Sunday, June 23, 2013

CENTENNIAL

"If God had figured for a man to know what God was doing, He'd have made it that way.
I reckon He's able to do it, but He don't.
He just sticks them here, looks like, and tell them to work it out the best they can.
So that's what I'll do.
I'll go along, using what tools He gave me the best I know how, and if I manage better'n some, or worse'n some, it'll be my own crop. 
Hell, I ain't a man to change."
                                           Buck Bannon from Douglas Fields Bailey's DEVIL MAKE A THIRD

Some people say a man is made outta mud
A poor man's made outta muscle and blood
Muscle and blood and skin and bones
A mind that's a-weak and a back that's strong

You load sixteen tons, what do you get
Another day older and deeper in debt
Saint Peter don't you call me 'cause I can't go
I owe my soul to the company store


I was born one mornin', it was drizzlin' rain
Fightin' and trouble are my middle name
I was raised in the canebrake by an ol' mama lion
Cain't no-a high-toned woman make me walk the line

You load sixteen tons, what do you get
Another day older and deeper in debt
Saint Peter don't you call me 'cause I can't go
I owe my soul to the company store


I was born one mornin' when the sun didn't shine
I picked up my shovel and I walked to the mine
I loaded sixteen tons of number nine coal
And the straw boss said "Well, a-bless my soul"

You load sixteen tons, what do you get
Another day older and deeper in debt
Saint Peter don't you call me 'cause I can't go
I owe my soul to the company store

Mothers of River City!
Heed the warning before it's too late!
Watch for the tell-tale sign of corruption!
The moment your son leaves the house,
Does he rebuckle his knickerbockers below the knee? 
Is there a nicotine stain on his index finger?
A dime novel hidden in the corn crib?
Is he starting to memorize jokes from Capt.
Billy's Whiz Bang?
Are certain words creeping into his conversation?
Words like 'swell?"
And 'so's your old man?" 
Well, if so my friends,
Ya got trouble,
Right here in River city!
With a capital "T"
And that rhymes with "P"
And that stands for Pool.
We've surely got trouble!
Right here in River City!
Remember the Maine, Plymouth Rock and the Golden Rule!
Oh, we've got trouble. 
We're in terrible, terrible trouble. 
That game with the fifteen numbered balls is a devil's tool! 
Oh yes we got trouble, trouble, trouble!
With a "T"! Gotta rhyme it with "P"! 
And that stands for Pool!!!
Professor Harold Hill in THE MUSIC MAN

"The old lessons of work, self-discipline, sacrifice, teamwork, fighting to achieve, aren't being taught by many people other than football coaches these days.
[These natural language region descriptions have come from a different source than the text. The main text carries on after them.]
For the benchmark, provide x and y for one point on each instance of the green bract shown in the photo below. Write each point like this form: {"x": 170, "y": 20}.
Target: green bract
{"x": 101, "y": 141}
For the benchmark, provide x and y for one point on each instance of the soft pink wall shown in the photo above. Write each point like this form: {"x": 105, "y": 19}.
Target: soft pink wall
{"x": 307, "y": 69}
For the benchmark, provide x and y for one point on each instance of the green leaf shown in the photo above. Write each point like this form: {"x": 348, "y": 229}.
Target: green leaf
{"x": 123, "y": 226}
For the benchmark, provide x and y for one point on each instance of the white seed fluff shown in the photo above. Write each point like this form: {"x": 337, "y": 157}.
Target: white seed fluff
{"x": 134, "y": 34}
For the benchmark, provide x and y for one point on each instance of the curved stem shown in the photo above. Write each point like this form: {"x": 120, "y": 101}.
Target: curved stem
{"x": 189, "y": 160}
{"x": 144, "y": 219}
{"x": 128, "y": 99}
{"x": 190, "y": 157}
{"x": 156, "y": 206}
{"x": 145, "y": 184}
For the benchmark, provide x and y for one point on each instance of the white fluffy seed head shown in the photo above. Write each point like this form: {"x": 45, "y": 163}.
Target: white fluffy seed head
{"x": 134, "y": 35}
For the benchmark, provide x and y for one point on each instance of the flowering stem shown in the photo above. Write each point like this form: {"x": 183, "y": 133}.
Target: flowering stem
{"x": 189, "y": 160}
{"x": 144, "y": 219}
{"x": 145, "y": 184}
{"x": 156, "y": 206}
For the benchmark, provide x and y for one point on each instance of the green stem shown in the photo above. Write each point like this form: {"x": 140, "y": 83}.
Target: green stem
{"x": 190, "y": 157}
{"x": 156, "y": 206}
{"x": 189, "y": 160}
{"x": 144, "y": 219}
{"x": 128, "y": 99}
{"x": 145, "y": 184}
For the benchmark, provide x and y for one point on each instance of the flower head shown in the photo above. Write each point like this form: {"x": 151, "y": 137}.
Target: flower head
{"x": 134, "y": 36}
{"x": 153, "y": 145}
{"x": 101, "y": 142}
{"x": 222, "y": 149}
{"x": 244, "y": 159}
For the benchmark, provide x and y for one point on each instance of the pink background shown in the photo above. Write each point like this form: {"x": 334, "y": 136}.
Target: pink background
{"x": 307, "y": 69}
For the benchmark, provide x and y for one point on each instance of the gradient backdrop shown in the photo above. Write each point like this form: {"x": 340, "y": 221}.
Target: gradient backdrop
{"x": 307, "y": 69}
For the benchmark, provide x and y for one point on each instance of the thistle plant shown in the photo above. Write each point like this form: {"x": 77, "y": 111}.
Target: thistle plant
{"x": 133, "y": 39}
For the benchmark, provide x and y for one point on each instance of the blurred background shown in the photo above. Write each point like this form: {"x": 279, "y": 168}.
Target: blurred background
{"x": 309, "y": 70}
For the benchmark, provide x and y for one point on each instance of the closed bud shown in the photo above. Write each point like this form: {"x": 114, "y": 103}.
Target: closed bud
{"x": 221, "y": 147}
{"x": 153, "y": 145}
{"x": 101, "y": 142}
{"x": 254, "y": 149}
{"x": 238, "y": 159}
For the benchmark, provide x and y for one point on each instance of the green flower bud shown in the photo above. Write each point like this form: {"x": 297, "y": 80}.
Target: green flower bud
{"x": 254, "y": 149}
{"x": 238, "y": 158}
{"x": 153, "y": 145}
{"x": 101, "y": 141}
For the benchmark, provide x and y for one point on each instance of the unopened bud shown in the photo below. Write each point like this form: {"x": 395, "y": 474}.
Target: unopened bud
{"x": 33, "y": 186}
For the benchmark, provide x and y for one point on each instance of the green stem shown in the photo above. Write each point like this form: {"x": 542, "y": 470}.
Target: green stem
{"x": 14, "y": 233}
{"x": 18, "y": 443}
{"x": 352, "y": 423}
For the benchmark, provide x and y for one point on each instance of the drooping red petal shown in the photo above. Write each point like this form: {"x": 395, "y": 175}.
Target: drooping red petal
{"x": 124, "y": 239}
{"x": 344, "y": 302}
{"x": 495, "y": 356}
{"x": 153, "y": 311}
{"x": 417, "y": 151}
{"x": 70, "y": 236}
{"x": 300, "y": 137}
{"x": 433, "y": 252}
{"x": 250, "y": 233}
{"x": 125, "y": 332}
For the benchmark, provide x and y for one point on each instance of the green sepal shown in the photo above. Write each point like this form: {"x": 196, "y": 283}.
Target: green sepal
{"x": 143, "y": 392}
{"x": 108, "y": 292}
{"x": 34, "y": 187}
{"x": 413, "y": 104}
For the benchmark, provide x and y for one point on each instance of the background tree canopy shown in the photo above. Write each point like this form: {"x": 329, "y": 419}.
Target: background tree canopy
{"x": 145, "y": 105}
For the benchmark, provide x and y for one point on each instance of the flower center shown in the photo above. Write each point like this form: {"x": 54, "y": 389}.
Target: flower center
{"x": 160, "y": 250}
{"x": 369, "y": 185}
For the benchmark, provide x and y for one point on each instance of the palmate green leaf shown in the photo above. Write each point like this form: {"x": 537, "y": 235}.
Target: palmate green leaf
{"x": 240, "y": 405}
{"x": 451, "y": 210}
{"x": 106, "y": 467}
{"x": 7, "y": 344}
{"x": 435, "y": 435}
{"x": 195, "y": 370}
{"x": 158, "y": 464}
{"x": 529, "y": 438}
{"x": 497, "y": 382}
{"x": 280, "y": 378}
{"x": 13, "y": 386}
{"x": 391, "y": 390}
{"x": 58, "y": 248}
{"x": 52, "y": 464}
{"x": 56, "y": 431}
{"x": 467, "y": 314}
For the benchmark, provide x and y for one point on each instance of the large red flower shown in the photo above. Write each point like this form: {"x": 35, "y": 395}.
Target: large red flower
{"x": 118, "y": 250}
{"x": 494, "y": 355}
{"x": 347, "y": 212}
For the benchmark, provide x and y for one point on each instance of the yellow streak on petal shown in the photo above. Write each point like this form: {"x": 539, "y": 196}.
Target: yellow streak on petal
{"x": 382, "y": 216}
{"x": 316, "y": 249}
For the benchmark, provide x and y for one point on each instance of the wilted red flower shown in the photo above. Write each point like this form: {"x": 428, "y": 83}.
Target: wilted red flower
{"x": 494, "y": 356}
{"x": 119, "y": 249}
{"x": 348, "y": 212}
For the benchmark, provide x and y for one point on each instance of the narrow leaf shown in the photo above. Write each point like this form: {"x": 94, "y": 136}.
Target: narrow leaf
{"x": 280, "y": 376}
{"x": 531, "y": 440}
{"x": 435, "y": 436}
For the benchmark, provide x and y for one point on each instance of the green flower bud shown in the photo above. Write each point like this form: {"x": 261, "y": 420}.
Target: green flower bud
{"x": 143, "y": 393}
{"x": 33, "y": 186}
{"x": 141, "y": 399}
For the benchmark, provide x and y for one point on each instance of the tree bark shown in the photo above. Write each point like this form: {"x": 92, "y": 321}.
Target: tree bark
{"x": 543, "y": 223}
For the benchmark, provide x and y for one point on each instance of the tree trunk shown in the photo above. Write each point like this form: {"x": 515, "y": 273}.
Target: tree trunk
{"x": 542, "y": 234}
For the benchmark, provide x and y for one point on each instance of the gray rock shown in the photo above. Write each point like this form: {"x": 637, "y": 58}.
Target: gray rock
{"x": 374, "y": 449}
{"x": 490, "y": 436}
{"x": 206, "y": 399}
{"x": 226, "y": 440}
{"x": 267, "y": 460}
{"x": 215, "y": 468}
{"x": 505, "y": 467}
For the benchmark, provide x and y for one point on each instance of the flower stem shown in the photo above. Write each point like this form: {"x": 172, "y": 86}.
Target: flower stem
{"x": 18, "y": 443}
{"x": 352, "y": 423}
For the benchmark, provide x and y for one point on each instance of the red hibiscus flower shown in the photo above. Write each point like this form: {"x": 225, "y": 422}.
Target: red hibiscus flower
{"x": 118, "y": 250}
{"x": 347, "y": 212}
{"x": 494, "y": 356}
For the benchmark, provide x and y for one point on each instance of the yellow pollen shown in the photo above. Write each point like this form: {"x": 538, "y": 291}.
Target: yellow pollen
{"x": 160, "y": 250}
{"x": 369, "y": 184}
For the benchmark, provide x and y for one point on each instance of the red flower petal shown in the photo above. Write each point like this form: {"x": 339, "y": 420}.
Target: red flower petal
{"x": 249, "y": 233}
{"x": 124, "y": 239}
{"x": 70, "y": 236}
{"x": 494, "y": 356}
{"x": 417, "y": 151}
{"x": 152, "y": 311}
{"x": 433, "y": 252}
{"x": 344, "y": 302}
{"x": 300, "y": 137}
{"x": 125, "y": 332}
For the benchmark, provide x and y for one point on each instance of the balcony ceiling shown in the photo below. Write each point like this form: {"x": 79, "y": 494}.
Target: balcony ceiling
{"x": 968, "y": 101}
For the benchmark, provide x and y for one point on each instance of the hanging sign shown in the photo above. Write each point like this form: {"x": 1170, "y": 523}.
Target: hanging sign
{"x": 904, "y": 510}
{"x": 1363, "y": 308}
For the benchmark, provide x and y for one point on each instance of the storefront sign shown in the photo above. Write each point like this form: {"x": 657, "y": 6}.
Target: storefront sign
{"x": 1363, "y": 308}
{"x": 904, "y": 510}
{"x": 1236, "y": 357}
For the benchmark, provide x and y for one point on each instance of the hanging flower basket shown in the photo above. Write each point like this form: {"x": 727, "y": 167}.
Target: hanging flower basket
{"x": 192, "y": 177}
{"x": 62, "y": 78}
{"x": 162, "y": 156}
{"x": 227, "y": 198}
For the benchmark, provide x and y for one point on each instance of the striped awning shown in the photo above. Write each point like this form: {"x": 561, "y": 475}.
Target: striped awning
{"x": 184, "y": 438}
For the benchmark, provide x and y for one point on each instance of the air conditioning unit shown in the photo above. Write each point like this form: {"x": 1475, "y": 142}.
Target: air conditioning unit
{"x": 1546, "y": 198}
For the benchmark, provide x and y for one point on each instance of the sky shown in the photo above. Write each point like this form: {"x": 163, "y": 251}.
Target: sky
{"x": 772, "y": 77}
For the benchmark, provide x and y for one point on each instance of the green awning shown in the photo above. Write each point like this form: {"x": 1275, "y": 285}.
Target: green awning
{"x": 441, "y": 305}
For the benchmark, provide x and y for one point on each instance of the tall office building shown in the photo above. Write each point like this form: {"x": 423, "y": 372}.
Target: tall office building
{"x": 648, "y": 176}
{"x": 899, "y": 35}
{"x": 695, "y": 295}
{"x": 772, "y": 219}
The football coach has a captive audience and can teach these lessons because the communication lines between himself and his players are more wide open than between kids and parents. We better teach these lessons or else the country's future population will be made up of a majority of crooks, drug addicts, or people on relief."

"I'm no miracle man.  I guarantee nothing but hard work." 

"Basically, I was a lazy fat-butt who could barely read and write." Paul Bryant

There's a great Bear Bryant story where all his coaches are laid up in the Foster Auditorium ticket office early one morning right after Bama won their first National Championship under the leadership of the Bear. They're back on campus but they're still celebrating. The students aren't back on campus. Coach Bryant is up in his office and the whole crew is relaxing on the ticket office furniture, feet propped up, smoking cigars and laughing about how they'd showed the whole country what real football was by whipping Arkansas on national television and in front of over 85,000 people in the Sugar Bowl on New Years Day 1962. A 48 year old Paul Bryant comes through the door and nobody's even gets a chance to grin. BAM! He starts kicking ankles and knocking heads. "GET UP, GO TO WORK & LET'S WIN ANOTHER CHAMPIONSHIP!"

Most of the folks reading this article consider Paul William Bryant to be the greatest college football coach who ever lived. He experienced unprecedented success in his field of endeavor but retrospect he may be remembered today as a man who coached a little too long and who did not live long enough. The last chapter of his life should cause each of us to reflect upon just how does one get off that big old rusty hamster wheel of life.

"Bo, I don't wanna go back to the office. I don't wanna recruit one more kid. I don't wanna coach anymore."

 "You are going to find this out someday. I hired 47 people at the University of Alabama athletic department. If I quit what happens to them? What happens to those assistant coaches and office people and all of them that I brought in here? ... Here's what. They're out in the cold. The new guy will replace them. Now how can I do that to them? ... You'll face that someday, Bo. You will. And, damn it, I hope you are smart about."
Bryant, tired and sick, coached another season at Alabama and died one year later.